OpenTelemetry Architecture
Architecture - How OpenTelemetry fits in an application architecture. OTel collector refers to OpenTelemetry Collector

Before deep-diving into OpenTelemetry collectors, let's take a short detour to understand what OpenTelemetry is.

What is OpenTelemetry?#

OpenTelemetry is a set of API, SDKs, libraries, and integrations that is aiming to standardize the generation, collection, and management of telemetry data(logs, metrics, and traces). OpenTelemetry is a Cloud Native Computing Foundation project created after the merger of OpenCensus(from Google) and OpenTracing(From Uber).

The data you collect with OpenTelemetry is vendor-agnostic and can be exported in many formats. Telemetry data has become critical to observe the state of distributed systems. With microservices and polyglot architectures, there was a need to have a global standard. OpenTelemetry aims to fill that space and is doing a great job at it thus far.

Why to use OpenTelemetry Collector?#

A OpenTelemetry collector has three main functions - collect, process, and export the telemetry data collected. But before trying to understand more about OpenTelemetry collectors, let us first understand why it is a critical component of your monitoring architecture. Why can't you send your telemetry data directly to a backend analysis tool of your choice?

OpenTelemetry Collector gives you the flexibility to handle multiple data formats and offloads responsibility from the application to manage telemetry data.

List of reasons why to use OpenTelemetry Collector:

  • Provides a vendor-agnostic way to collect telemetry data
  • Offloads responsibility from the application to manage telemetry data, thereby reducing overhead
  • Makes changes to the way of managing telemetry data easier
  • Enables data export in multiple formats, multiple vendors to your choice
  • Enables quick config-based updates, trivial to update a config file to receive data in another format

Architecture of OpenTelemetry collector#

OpenTelemetry collector consists of three main components:

  • Receivers
    Receivers are used to get data into the collector. You can use it to configure ports and formats the collector can take data in. It could be push or pull-based. You can receive data in multiple formats. It has a default OTLP format, but you can also receive data in other popular open-source formats like Jaeger or Prometheus.
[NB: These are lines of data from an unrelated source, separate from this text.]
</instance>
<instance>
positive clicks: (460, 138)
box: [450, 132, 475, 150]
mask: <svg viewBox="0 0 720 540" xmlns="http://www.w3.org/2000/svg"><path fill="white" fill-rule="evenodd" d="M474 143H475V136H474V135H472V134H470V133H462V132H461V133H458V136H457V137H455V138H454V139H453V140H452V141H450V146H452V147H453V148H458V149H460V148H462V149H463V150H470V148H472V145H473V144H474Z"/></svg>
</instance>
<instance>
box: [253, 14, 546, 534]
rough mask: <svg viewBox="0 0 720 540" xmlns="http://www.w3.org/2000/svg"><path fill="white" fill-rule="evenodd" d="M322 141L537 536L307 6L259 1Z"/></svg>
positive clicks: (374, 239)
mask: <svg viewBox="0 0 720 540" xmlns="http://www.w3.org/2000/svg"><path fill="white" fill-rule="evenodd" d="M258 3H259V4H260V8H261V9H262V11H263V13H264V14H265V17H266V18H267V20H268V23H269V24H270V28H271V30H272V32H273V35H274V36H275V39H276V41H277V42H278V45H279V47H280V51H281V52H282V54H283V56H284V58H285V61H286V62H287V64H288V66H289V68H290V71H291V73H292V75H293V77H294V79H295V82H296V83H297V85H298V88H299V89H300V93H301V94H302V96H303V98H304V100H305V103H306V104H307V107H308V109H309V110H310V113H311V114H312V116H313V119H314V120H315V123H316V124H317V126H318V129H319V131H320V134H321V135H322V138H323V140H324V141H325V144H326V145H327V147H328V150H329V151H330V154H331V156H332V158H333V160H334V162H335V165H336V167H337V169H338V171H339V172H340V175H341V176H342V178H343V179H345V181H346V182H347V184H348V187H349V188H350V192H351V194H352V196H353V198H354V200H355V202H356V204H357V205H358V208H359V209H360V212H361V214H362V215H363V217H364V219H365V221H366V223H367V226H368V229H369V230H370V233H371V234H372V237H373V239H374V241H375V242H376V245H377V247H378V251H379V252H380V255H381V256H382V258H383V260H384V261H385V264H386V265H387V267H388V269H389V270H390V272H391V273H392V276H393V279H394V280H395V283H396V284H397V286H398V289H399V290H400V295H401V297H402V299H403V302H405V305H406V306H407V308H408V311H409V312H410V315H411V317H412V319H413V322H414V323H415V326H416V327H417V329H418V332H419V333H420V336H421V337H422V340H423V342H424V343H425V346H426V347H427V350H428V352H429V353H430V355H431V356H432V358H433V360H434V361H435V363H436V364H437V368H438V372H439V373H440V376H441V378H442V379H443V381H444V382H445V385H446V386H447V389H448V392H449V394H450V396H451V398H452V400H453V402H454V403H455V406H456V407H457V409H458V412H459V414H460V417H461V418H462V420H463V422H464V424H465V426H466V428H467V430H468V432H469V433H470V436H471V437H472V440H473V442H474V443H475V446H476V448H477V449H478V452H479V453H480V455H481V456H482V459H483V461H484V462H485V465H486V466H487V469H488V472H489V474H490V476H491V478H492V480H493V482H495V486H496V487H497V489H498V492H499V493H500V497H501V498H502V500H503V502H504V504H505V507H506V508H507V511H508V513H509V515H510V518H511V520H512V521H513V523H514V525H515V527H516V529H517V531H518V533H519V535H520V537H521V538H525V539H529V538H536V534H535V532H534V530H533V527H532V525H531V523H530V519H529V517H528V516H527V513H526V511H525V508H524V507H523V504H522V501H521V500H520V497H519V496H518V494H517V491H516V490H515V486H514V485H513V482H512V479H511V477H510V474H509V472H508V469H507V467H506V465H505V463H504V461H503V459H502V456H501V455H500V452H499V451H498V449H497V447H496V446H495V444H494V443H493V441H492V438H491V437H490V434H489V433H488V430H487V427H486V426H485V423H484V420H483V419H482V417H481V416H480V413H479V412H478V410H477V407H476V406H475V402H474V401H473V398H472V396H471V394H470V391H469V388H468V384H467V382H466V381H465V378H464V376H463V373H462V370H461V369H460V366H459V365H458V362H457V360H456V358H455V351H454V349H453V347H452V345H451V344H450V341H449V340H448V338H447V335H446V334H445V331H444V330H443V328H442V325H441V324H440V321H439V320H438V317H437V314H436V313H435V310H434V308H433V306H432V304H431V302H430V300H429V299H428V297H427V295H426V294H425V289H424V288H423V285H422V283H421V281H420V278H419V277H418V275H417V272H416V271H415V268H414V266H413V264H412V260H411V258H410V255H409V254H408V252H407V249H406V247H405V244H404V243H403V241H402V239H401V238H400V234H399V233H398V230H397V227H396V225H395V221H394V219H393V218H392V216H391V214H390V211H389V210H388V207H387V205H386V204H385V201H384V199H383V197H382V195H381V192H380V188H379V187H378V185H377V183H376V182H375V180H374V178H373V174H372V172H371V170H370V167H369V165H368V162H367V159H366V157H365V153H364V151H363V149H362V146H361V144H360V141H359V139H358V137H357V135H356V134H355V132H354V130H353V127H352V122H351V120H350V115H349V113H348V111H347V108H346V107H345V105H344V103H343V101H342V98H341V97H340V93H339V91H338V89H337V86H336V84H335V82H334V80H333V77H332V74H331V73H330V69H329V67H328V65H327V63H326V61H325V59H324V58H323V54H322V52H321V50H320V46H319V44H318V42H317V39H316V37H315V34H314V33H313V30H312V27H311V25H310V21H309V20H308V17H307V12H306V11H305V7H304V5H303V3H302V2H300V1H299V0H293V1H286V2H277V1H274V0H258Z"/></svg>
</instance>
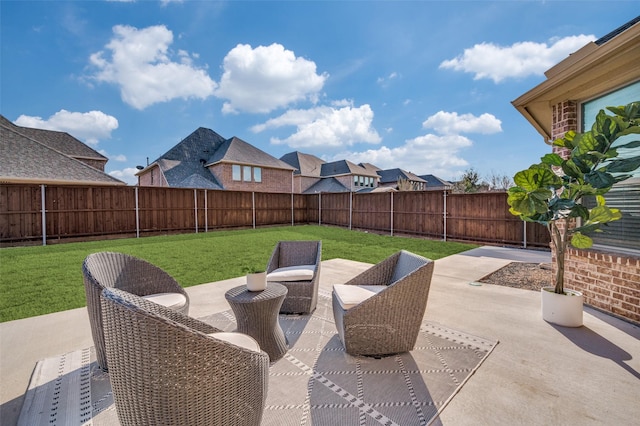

SigNoz uses the default OTLP format to receive telemetry data.

  • Processors
    Processors are used to doing any processing required on the collected data like data massaging, data manipulation, or any change in the data as it flows through the collector. It can also be used to remove PII data from the collected telemetry data, which can be very useful. You can also do things like batching the data before sending it out, retrying in case the exporting fails, adding metadata, tail-based sampling, etc.

  • Exporters
    Exporters are used to exporting data to a backend analysis tool like SigNoz. You can send out data in multiple data formats.

OpenTelemetry Collector
Architecture of OpenTelemetry Collector with receivers, processors and exporters.

With the combination of these three components, OpenTelemetry Collector can be used to build data pipelines. Receiving data in one format, processing it and then sending out the data in another data format. This provides flexibility to teams working on distributed global systems.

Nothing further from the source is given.